ECLI:NL:GHAMS:2015:3833
Gerechtshof Amsterdam
- Hoger beroep
- Rechtspraak.nl
Ontheffing van gezag over kinderen in hoger beroep
In deze zaak gaat het om de ontheffing van het gezag van de moeder over haar drie kinderen, die sinds 30 januari 2012 onder toezicht staan en op 21 augustus 2012 uit huis zijn geplaatst. De moeder is in hoger beroep gekomen van een beschikking van de rechtbank Amsterdam, waarin zij ontheven werd van het gezag over de kinderen, op verzoek van de Raad voor de Kinderbescherming. De moeder stelt dat zij in staat is om voor haar kinderen te zorgen en dat de rechtbank ten onrechte heeft geoordeeld dat zij ongeschikt is. De Raad daarentegen is van mening dat de gronden voor ontheffing aanwezig zijn, gezien de zorgen over de ontwikkeling en het gedrag van de kinderen, en de weigering van de moeder om mee te werken aan noodzakelijke hulpverlening.
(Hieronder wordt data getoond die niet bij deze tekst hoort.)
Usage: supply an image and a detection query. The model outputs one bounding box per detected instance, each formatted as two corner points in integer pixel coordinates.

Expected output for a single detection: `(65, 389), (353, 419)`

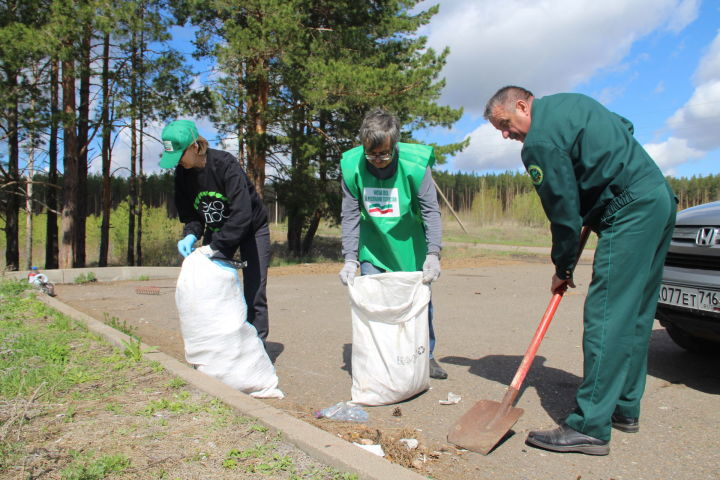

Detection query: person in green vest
(484, 86), (677, 455)
(340, 108), (447, 379)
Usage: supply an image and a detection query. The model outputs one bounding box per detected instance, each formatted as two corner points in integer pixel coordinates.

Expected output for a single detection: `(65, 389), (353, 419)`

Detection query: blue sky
(420, 0), (720, 177)
(104, 0), (720, 177)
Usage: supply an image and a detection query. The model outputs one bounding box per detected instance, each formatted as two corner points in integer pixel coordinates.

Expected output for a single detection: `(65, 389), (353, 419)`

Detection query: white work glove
(423, 254), (440, 283)
(339, 260), (360, 285)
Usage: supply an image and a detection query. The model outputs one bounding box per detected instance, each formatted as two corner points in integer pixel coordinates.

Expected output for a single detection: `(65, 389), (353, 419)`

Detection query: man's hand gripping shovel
(447, 227), (590, 455)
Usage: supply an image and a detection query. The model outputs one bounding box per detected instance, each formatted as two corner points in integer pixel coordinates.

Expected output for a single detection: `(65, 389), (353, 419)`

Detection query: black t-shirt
(175, 149), (268, 258)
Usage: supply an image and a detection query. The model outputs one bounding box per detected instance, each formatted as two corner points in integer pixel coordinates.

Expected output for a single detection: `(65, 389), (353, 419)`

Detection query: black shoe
(525, 424), (610, 455)
(430, 358), (447, 380)
(611, 413), (640, 433)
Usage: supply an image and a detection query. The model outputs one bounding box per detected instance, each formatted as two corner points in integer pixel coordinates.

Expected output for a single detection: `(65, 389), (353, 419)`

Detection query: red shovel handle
(510, 226), (590, 392)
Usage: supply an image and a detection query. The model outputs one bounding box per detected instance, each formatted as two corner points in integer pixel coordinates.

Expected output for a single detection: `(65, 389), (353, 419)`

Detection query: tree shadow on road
(648, 328), (720, 395)
(440, 355), (582, 422)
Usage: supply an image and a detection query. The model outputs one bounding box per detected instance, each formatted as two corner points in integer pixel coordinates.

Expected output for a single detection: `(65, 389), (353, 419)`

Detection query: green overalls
(522, 94), (676, 440)
(340, 143), (435, 272)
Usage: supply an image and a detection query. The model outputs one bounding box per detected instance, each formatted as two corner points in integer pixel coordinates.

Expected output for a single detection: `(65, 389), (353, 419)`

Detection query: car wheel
(665, 323), (720, 355)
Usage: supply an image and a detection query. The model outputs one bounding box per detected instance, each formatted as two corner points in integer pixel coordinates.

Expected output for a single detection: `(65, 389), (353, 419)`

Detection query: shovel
(447, 227), (590, 455)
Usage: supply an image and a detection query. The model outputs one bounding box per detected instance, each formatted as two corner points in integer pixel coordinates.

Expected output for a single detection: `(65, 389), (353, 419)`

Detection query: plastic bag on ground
(315, 402), (370, 422)
(175, 247), (284, 398)
(348, 272), (430, 405)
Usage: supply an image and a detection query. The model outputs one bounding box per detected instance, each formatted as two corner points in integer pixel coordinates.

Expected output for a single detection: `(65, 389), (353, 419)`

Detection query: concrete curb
(2, 267), (180, 284)
(35, 290), (425, 480)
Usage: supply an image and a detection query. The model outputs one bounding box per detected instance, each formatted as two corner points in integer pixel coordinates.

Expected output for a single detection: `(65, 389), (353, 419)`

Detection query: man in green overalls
(340, 109), (447, 379)
(485, 86), (676, 455)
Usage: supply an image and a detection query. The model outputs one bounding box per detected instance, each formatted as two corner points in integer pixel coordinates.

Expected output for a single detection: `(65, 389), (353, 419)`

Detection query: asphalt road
(57, 262), (720, 480)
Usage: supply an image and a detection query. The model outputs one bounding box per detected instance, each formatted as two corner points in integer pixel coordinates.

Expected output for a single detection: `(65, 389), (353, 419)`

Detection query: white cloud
(89, 117), (224, 177)
(646, 33), (720, 169)
(450, 122), (523, 172)
(643, 137), (705, 175)
(667, 77), (720, 151)
(420, 0), (699, 114)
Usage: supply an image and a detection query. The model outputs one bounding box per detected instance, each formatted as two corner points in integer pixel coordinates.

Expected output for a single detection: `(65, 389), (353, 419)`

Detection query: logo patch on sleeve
(528, 165), (545, 187)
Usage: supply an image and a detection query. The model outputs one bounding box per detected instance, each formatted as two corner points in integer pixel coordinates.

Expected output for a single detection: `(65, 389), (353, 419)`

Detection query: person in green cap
(484, 86), (677, 455)
(340, 108), (447, 379)
(160, 120), (270, 344)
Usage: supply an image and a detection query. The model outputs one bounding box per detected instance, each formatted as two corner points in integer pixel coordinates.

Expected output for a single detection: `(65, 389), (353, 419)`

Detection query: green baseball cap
(160, 120), (200, 168)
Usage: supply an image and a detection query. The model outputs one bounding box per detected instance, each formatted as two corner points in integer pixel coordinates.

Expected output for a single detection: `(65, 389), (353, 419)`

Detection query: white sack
(348, 272), (430, 405)
(175, 247), (284, 398)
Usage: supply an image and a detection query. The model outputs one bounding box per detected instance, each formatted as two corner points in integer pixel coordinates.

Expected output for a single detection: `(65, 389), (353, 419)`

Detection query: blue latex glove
(423, 254), (440, 283)
(178, 233), (197, 257)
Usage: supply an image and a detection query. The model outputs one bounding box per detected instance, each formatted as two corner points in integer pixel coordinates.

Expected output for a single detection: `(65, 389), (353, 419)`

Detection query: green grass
(60, 452), (130, 480)
(0, 281), (357, 480)
(73, 272), (97, 284)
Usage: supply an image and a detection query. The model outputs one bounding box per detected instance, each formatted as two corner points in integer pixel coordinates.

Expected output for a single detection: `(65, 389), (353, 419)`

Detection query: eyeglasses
(365, 153), (392, 162)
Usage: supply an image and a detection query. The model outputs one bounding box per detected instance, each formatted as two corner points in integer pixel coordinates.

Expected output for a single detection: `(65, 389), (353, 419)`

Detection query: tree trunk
(302, 209), (322, 256)
(73, 25), (92, 267)
(5, 71), (20, 271)
(135, 115), (144, 266)
(135, 21), (145, 266)
(98, 33), (112, 267)
(126, 116), (137, 266)
(59, 56), (78, 268)
(247, 58), (270, 197)
(127, 32), (138, 266)
(25, 122), (35, 270)
(45, 58), (60, 269)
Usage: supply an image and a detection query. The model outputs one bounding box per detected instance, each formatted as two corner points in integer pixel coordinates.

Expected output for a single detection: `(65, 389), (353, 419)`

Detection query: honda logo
(695, 227), (717, 247)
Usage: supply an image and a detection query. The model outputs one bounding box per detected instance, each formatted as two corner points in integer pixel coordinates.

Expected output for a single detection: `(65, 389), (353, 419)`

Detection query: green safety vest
(340, 143), (435, 272)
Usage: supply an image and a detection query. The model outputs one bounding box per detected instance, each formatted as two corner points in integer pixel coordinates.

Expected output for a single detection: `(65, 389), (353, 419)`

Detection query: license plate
(658, 284), (720, 312)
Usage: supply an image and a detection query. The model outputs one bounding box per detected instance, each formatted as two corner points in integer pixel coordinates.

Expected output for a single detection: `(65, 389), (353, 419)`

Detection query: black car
(655, 202), (720, 354)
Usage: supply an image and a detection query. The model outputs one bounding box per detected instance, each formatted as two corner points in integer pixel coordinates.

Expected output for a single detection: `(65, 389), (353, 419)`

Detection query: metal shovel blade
(447, 400), (523, 455)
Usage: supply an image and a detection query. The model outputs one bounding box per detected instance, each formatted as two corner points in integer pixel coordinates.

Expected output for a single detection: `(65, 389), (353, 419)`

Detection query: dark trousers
(240, 224), (270, 343)
(565, 182), (676, 440)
Tijdens de zitting zijn verschillende betrokkenen gehoord, waaronder de moeder, de Raad en medewerkers van de William Schrikker Jeugdbescherming. Het hof heeft vastgesteld dat de moeder in het verleden herhaaldelijk heeft geweigerd toestemming te geven voor onderzoeken en hulpverlening, wat heeft geleid tot een onveilige situatie voor de kinderen. De kinderen hebben te maken gehad met affectieve en pedagogische verwaarlozing, en de moeder heeft niet de nodige stappen ondernomen om de situatie te verbeteren.
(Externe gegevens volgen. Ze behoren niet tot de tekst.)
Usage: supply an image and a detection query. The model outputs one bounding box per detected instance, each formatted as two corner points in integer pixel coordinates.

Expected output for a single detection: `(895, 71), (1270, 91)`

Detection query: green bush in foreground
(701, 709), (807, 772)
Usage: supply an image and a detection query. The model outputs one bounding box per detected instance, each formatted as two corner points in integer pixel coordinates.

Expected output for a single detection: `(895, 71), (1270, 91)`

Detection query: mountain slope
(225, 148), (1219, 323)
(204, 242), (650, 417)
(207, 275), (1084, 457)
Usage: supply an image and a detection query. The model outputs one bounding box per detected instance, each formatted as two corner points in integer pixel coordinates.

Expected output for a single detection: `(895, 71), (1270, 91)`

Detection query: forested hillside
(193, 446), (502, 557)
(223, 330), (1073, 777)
Het hof concludeert dat de moeder ongeschikt en onmachtig is om de kinderen te verzorgen en dat het toekomstperspectief van de kinderen niet bij haar ligt. De ontheffing van het gezag is in het belang van de kinderen, die nu in een stabiele en veilige omgeving verblijven. Het hof bekrachtigt de beschikking van de rechtbank, waarmee de moeder van het gezag over de kinderen is ontheven.